Похоже, всякого, кто обладает собственной, отличной от других точкой зрения, неизбежно встречают в штыки. Человек не может иметь определенного, позитивного взгляда на смысл и цель жизни без того, чтобы это не отражалось на его поступках, которые, в свою очередь, производят отклик в окружающих. Печальная истина состоит в том, что обычно это негативный отклик. Точней, чаще всего негативный. У остальных, немногих, так называемых последователей, все обращается в пародию, карикатуру. Новатор всегда пребывает в одиночестве, всегда он – объект насмешек, поклонения и предательства.
Читая жизнеописания величайших духовных лидеров – Гаутамы Будды, Миларепы, Иисуса – или даже таких фигур, как Лао-цзы или Сократ, – мы делаем вид, что понимаем их страдания. Мы, самое большее, понимаем это умом. Но стоит появиться среди нас новой фигуре, человеку, вооруженному новым видением, более глубоким знанием, как все начинается сначала. Люди имеют врожденную склонность воспринимать подобные вспышки духа как личную трагедию. Порою даже самые просвещенные люди.
Ежели новому духу случится воплотиться в женщине, положение становится еще сложней. «Это не женское дело!» Как будто сфера духа принадлежит исключительно мужчине.

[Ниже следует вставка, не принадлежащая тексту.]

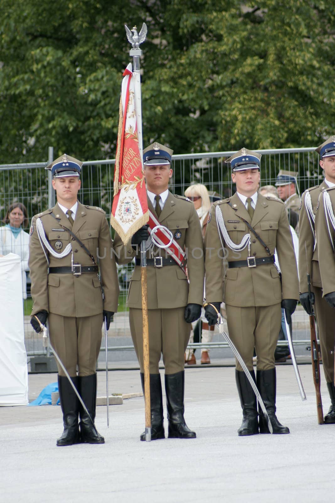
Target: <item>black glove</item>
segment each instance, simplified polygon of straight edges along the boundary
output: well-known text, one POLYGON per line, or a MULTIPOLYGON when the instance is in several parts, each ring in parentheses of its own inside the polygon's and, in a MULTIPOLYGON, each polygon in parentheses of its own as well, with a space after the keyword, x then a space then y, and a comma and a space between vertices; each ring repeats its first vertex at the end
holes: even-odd
POLYGON ((149 225, 146 224, 140 229, 137 230, 132 238, 132 245, 136 246, 137 244, 141 244, 142 241, 146 241, 149 237, 149 232, 148 229, 149 225))
POLYGON ((308 292, 304 293, 300 293, 299 296, 300 304, 304 309, 306 312, 309 316, 311 316, 312 312, 310 305, 313 304, 315 301, 315 297, 313 292, 310 292, 310 297, 308 292))
POLYGON ((104 324, 104 320, 106 320, 106 328, 107 330, 109 330, 109 325, 110 324, 110 322, 113 320, 113 314, 114 313, 113 311, 105 311, 104 309, 102 311, 102 316, 103 316, 103 324, 104 324))
POLYGON ((297 301, 295 299, 283 299, 281 301, 281 306, 285 309, 286 316, 286 321, 289 325, 292 323, 291 315, 293 314, 297 306, 297 301))
POLYGON ((335 292, 330 292, 329 293, 326 293, 324 298, 329 306, 331 306, 332 307, 335 307, 335 292))
MULTIPOLYGON (((219 313, 220 302, 211 302, 219 313)), ((208 325, 216 325, 217 323, 217 313, 212 306, 208 304, 205 307, 205 317, 208 322, 208 325)))
POLYGON ((193 323, 201 315, 201 307, 199 304, 188 304, 185 308, 184 317, 186 323, 193 323))
POLYGON ((34 329, 38 333, 41 332, 42 329, 40 326, 40 323, 38 322, 35 316, 36 316, 39 319, 42 325, 45 325, 47 321, 47 318, 48 317, 48 311, 46 311, 45 309, 43 309, 42 311, 39 311, 38 313, 36 313, 35 315, 33 315, 31 319, 30 320, 30 324, 32 325, 34 329))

Но трудности Джин Уортон объяснялись не просто тем, что она женщина, но еще и тем, что она личность и человек общественный. Должен мимоходом признаться, что больше всего ей мешала принадлежность к женскому полу. Что не столь уж странно, принимая во внимание вековые старания мужчин воздействовать в своих интересах на женское сознание.
Но вернемся к главному... Во всей полноте и трагически остро эта проблема представлена во втором томе трилогии Вассермана, которая открывается романом «Дело Маурициуса». В английском переводе роман называется «Доктор Керкховен». Этот Керкховен – выдающийся целитель, который вдруг оказывается не духовным целителем, а психоаналитиком. Самый дар Керкховена несет ему погибель. Спасая других, он убивает себя. Не по собственной воле и не сознательно, но потому, что он таков по природе. И то, что он совершает (ради других), вовлекает его в драму, которую не в силах прекратить ни он, ни любой другой человек. У Керкховена не было намерения «спасти мир». Он был человек страстный, невероятно проницательный, намерения его были чисты и бескорыстны. Он стал жертвой собственной сострадательной натуры. Надо самому прочитать книгу, чтобы убедиться, что он был почти безупречен.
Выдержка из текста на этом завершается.